Verschlüsselte Kommunikation ist den Ermittlern ein Graus, ein Staatstrojaner soll Daten deshalb künftig direkt von der Quelle auslesen dürfen. Diana Nadeborn zur Debatte im Rechtsausschuss, die sich mit dem Für und Wider auseinandersetzte.
Lange sah es so aus, als wäre die Reform der Strafprozessordnung zu unwesentlichen Änderungen zerkocht. Kurz vor der Verabschiedung und weitgehend unbemerkt ergänzte sie das Bundesjustizministerium dann aber um die digitale Revolution der Ermittlungsmaßnahmen: Die heimliche Überwachung von IT-Systemen mithilfe des Staatstrojaners soll Ermittlern zukünftig viele neue Beweismittel bescheren. Welche Folgen das für die IT-Sicherheit aller Bürger haben kann, wurde am Mittwoch vor dem Rechtsausschuss im Bundestag diskutiert.
Ein Staatstrojaner ist eine Überwachungssoftware, die der Staat bisher nur zur Gefahrenabwehr, insbesondere zur Verhinderung von Terroranschlägen, einsetzen darf. Nach einem Änderungsantrag der CDU-/CSU- und SPD-Fraktionen, den die Bundesregierung Mitte Mai kurzfristig durch eine Formulierungshilfe auf den Weg gebracht hat, soll die Software zukünftig auch zur Strafverfolgung eingesetzt werden dürfen. Wollen die Ermittler Gespräche aufzeichnen und ausleiten, die der Betroffene zum Beispiel per Skype oder Whatsapp an seinem Computer oder Handy – also eben der "Quelle" - führt, spricht man von Quellen-Telekommunikationsüberwachung (Quellen-TKÜ). So werden Beweismittel vor beziehungsweise nach der verschlüsselten Übertragung gewonnen.

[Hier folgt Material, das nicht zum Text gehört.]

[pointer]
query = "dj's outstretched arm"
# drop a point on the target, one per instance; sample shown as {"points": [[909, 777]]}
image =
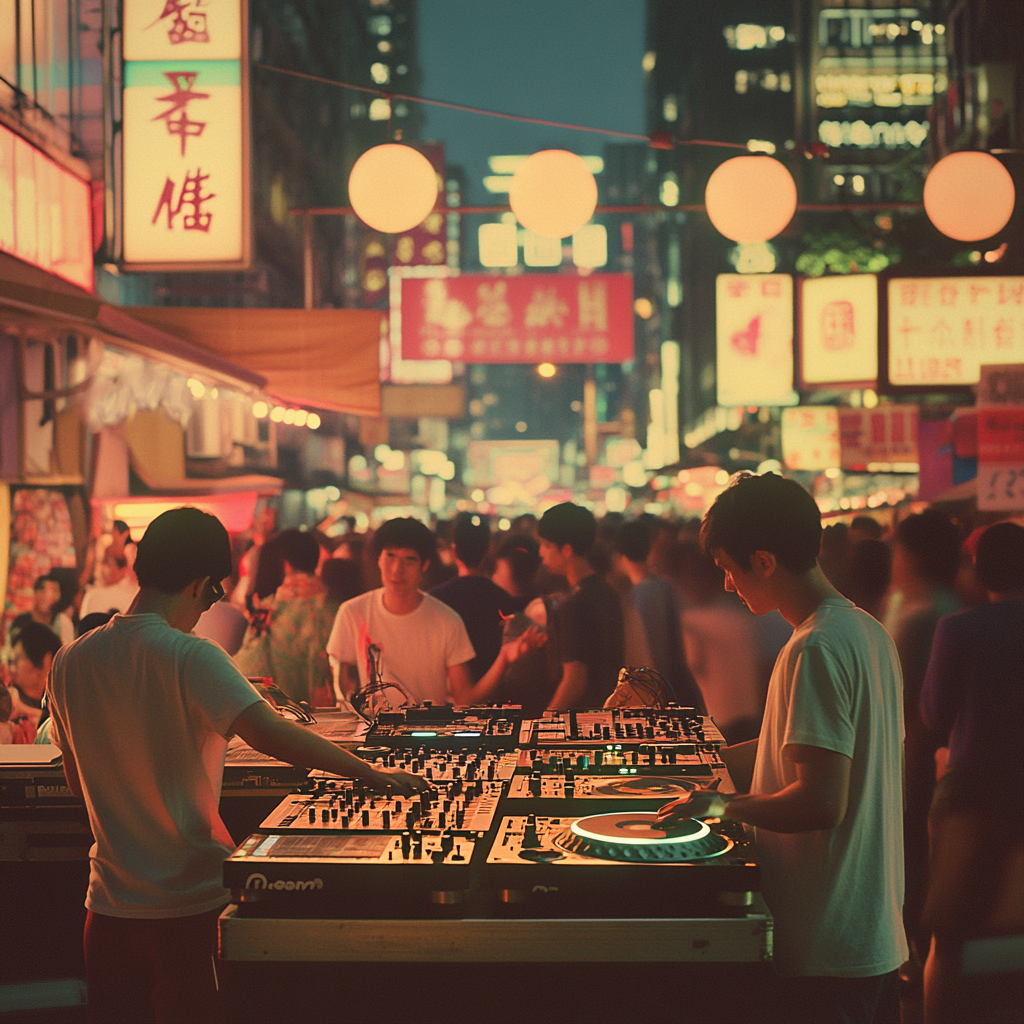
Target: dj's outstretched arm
{"points": [[816, 800], [264, 730]]}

Wollen die Ermittler mit der Software hingegen auf alle gespeicherten Daten zugreifen, nennen sie es Online-Durchsuchung. Auch das ermöglicht der Trojaner, solange das Gerät angeschaltet ist. Die Ermittler müssen dann keinen Passwortschutz und keine Festplattenverschlüsselung überwinden. Das Bundeskriminalamt hat 2016 einen – ursprünglich für die Gefahrenabwehr vorgesehenen - Staatstrojaner fertiggestellt, der für Quellen-TKÜ und Online-Durchsuchung bereitsteht. Die teure Entwicklung soll sich schließlich lohnen.
Ermittler fordern die nötigen Befugnisse für den Trojaner-Einsatz
Im Rahmen der Sachverständigen-Anhörung sprachen sich die Vertreter der Ermittlungsbehörden einhellig für die Einführung der neuen Eingriffsbefugnisse durch die geplanten Gesetzesänderungen aus. Zur Aufklärung von Straftaten müsse der Staatstrojaner eingesetzt werden dürfen. Linus Neumann, der einzige Programmierer unter den Sachverständigen, wies hingegen nachdrücklich auf die Folgen für alle Computer- und Handynutzer hin. Zur Installation der Schadsoftware seien IT-Schwachstellen eine zwingende Voraussetzungen. Das Bestehen von Sicherheitslücken auf allen Systemen wäre also zukünftig im staatlichen Interesse.
Der Einsatz des Staatstrojaners wird dabei häufig mit dem Abhören der Wohnung verglichen, die als privater Rückzugsraum gilt. Deshalb war das Abhören der privaten Räumlichkeiten durch den Großen Lauschangriff so umstritten. In Zeiten der Sharing-Economy sehen das diejenigen, die ihre Privatwohnungen über AirBnB mit Fremden teilen, schon nicht mehr so.
Heutzutage schaffen sich viele einen privaten Entfaltungsraum vielmehr mithilfe von Fotos, E-Mails, besuchten Webseiten, etc., den sie auf dem Handy, Tablet oder Laptop mit sich tragen. Mit dem ausgeweiteten Einsatz des Staatstrojaners würde sich der Staat eben dazu Zugang verschaffen. Richter am Landgericht Berlin Dr. Ulf Buermeyer bezeichnete die geplante Überwachungsausweitung bei der Anhörung deshalb treffend als "das ganz große Besteck des Strafprozessrechts".